03.28.08
The triumph of the Moral Hazard Myth: health insurance in America
The New Yorker has said it all too well. As we continue to privatize health care distribution in this country, as overall costs soar, but coverage continues to decline precipitously, the question is never asked, “How’re we doin’?” Or if the question is asked, the answer never seems to involve results.
Or maybe it’s that the “results” that are weighed are unrelated to the effective distribution of health care in this country, nor to the cost-effectiveness of the care that we as citizens receive.
I’ve said many times that the purpose of health care delivery systems in other countries is to deliver health care, while the purpose of ours in this country is to make sure that nobody who does not deserve health care gets it, regardless of how much it costs to make sure this does not happen.
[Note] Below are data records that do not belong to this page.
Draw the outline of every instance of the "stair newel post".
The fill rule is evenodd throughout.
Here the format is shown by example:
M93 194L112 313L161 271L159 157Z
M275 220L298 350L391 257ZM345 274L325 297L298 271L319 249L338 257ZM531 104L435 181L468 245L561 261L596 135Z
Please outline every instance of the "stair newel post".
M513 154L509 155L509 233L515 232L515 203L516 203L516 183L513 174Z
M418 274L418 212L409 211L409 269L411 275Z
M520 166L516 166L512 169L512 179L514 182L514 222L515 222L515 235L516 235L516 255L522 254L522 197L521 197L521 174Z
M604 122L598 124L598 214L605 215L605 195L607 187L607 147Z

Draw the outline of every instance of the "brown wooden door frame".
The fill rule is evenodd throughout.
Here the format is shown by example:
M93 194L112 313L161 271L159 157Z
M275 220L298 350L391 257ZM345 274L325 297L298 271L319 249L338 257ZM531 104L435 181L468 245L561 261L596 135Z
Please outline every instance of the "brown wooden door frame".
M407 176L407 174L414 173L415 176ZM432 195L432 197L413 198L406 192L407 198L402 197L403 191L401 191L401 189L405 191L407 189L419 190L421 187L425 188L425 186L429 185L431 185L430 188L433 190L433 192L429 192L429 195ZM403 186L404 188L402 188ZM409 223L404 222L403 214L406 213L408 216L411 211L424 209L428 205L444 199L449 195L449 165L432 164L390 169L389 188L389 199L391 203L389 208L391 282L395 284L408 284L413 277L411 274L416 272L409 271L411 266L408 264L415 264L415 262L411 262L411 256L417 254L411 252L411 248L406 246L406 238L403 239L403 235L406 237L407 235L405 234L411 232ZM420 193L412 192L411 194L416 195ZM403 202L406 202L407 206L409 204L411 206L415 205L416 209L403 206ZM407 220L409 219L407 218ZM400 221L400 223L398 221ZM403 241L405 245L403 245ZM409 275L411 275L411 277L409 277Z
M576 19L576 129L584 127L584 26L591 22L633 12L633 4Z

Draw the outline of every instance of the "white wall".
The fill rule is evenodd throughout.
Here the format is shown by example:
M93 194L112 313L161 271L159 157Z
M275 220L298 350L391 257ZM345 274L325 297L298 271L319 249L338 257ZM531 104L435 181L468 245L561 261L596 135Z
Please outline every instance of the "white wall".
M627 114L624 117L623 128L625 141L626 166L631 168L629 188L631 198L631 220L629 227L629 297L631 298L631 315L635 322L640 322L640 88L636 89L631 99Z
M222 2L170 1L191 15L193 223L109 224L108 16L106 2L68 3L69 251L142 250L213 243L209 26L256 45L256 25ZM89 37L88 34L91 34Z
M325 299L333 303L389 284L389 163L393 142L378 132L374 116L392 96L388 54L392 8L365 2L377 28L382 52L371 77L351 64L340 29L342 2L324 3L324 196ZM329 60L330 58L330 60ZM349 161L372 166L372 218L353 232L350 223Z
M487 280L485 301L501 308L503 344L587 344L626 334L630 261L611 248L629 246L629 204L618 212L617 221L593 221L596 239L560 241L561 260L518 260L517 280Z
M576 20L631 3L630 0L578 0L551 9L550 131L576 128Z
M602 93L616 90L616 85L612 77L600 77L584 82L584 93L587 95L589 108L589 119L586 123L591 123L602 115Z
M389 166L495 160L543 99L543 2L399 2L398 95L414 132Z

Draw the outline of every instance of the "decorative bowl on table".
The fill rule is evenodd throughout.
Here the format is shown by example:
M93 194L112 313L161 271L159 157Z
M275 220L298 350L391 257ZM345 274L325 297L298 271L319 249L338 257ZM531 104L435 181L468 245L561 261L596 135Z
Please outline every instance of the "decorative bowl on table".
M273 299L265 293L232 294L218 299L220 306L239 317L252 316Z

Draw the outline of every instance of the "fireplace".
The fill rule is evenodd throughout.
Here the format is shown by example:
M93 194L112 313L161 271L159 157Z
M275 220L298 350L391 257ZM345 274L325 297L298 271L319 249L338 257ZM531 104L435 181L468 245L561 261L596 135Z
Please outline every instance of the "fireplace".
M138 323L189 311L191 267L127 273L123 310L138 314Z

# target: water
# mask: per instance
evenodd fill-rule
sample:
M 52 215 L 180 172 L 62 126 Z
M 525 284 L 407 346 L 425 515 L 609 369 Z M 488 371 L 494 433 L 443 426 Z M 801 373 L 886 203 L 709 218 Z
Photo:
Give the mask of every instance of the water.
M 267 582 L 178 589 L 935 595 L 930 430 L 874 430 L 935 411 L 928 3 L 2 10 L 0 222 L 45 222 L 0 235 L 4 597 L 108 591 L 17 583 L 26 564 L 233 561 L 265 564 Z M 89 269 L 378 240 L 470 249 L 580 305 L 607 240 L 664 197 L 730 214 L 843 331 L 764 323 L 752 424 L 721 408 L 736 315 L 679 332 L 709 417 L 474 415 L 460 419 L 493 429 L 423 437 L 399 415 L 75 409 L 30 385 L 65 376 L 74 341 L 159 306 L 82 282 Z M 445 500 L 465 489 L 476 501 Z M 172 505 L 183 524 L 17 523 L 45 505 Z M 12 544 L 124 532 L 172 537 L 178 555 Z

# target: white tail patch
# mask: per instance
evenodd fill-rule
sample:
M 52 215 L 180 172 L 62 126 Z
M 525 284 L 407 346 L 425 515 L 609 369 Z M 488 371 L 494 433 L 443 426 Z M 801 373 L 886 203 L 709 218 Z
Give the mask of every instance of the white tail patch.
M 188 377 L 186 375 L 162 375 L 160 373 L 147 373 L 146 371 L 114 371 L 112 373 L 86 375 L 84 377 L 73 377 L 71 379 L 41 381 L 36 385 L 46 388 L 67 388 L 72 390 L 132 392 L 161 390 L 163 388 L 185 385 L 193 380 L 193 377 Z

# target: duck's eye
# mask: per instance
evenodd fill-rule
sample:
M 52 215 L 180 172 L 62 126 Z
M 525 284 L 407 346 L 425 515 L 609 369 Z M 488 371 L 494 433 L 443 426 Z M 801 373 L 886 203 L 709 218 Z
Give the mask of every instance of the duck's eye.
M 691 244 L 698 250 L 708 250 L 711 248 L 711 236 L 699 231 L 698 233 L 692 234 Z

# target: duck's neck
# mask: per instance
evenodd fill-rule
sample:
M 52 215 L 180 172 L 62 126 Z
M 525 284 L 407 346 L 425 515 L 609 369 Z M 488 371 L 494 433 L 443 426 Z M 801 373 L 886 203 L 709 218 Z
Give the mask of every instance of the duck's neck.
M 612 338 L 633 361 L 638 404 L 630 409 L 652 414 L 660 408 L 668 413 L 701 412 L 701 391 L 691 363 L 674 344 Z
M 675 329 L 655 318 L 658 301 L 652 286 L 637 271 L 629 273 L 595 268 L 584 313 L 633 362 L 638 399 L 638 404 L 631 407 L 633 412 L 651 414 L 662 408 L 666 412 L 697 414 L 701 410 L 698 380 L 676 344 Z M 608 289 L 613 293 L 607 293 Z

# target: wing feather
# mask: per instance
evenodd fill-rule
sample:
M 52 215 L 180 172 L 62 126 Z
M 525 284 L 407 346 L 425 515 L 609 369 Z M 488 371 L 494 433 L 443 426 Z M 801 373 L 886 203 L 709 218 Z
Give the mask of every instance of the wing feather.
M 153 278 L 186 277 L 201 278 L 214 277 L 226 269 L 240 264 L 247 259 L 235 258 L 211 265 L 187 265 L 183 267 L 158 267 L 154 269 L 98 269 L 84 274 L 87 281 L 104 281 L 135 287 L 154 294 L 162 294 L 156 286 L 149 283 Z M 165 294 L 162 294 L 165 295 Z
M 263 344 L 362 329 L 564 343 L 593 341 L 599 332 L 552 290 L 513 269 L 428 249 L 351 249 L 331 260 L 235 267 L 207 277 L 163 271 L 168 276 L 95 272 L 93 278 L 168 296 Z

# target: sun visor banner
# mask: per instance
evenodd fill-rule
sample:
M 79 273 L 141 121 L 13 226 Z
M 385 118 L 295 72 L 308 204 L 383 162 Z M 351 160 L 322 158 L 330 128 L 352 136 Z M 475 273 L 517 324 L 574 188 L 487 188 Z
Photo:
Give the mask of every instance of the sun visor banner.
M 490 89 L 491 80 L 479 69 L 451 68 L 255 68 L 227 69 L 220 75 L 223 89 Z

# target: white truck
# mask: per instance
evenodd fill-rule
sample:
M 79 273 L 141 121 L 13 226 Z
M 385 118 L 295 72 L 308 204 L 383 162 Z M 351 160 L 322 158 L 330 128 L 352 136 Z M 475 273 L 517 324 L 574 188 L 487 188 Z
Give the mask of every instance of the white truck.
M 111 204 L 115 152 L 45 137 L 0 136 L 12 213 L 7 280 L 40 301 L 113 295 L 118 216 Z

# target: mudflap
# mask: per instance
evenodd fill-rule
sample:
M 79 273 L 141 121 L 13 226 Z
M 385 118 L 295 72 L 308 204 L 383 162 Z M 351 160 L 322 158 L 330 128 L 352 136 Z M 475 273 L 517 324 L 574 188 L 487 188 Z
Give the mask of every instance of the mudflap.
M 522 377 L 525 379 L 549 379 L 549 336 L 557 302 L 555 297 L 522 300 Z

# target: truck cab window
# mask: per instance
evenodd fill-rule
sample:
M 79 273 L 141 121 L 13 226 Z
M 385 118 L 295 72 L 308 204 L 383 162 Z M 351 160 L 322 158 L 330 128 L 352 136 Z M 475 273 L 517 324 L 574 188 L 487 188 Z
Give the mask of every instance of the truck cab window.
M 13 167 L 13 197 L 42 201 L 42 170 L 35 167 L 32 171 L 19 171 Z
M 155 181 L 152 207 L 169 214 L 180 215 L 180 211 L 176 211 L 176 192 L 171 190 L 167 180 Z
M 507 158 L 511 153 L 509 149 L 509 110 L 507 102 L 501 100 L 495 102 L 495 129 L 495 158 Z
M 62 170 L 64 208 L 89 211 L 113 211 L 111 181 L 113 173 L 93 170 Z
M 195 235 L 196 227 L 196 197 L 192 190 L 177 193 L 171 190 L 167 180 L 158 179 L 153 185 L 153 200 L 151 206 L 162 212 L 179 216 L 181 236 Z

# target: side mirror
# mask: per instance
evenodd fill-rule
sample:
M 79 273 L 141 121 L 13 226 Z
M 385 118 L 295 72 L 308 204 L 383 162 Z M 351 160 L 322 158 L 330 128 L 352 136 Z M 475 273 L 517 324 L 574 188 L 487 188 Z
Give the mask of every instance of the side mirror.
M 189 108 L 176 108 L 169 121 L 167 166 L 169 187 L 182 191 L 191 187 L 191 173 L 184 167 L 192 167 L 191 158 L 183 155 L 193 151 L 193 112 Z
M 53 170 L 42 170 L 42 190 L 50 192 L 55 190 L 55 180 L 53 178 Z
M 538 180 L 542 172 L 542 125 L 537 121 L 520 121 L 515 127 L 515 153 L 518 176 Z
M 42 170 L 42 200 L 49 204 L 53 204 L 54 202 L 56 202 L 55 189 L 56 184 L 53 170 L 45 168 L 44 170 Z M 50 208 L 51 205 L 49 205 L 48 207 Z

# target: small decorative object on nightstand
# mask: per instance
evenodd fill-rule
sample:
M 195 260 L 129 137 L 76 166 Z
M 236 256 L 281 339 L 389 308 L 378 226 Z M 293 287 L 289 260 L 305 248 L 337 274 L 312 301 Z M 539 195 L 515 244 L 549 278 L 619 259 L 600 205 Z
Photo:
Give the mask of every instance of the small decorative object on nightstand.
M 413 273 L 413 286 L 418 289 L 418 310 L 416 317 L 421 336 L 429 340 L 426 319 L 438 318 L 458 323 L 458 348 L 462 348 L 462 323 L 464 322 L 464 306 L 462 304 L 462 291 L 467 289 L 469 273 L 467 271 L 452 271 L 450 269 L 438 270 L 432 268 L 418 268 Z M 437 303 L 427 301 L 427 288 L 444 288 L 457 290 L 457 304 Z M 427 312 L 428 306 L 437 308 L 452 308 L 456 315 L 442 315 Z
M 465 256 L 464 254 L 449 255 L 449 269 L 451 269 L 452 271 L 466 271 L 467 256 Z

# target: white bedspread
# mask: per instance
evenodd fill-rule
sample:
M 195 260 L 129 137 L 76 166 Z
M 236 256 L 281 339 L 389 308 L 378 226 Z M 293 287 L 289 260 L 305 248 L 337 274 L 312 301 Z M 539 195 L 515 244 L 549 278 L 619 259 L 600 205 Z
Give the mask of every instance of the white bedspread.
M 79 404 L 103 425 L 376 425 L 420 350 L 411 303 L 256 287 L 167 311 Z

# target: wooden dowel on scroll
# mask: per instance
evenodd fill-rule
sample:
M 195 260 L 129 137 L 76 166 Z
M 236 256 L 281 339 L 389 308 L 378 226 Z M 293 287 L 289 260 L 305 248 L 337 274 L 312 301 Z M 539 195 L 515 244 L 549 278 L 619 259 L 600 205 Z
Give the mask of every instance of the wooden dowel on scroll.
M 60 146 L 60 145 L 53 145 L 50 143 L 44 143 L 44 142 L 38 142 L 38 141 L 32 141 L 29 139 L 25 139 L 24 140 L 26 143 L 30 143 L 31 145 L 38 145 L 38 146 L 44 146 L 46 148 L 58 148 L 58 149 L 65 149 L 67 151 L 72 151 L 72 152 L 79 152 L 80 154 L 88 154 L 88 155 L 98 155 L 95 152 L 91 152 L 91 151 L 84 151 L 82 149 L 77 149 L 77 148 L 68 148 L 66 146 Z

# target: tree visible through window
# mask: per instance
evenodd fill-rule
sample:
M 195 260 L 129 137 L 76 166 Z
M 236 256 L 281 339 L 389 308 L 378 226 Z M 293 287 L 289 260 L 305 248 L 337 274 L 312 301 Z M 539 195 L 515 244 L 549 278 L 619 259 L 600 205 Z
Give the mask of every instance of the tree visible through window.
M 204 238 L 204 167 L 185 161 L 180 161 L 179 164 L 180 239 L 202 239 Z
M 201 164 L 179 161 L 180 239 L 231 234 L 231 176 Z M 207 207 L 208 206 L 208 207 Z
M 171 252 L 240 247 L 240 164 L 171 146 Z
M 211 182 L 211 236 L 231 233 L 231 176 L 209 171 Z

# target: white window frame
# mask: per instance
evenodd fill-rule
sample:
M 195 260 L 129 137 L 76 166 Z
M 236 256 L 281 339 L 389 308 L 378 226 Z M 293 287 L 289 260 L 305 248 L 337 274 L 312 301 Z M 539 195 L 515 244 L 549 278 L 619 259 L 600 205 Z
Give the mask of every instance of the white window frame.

Or gets a subsidy. Subsidies are parceled out to the well-to-do, not to the poor, who by the mere fact that they have chosen to remain poor have proven that they deserve no help whatever.
The situation in this country is best illustrated by the situation of the woman who was injured, brain-damaged, and permanently disabled while working at walmart. Her lawyers won a settlement from the insurance company, and walmart’s lawyers have sued her to regain the costs of care they had already doled out. A woman on a forum I post on said that she was “double-dipping”, trying to get paid twice. Excuse me? I don’t think she was doing anything except vegging out in the nursing home where she has no choice but to live, at least until they put her out on the street for lack of funds.
Only in this country is it considered a positive moral imperative to turn people out of a nursing home to die on the street.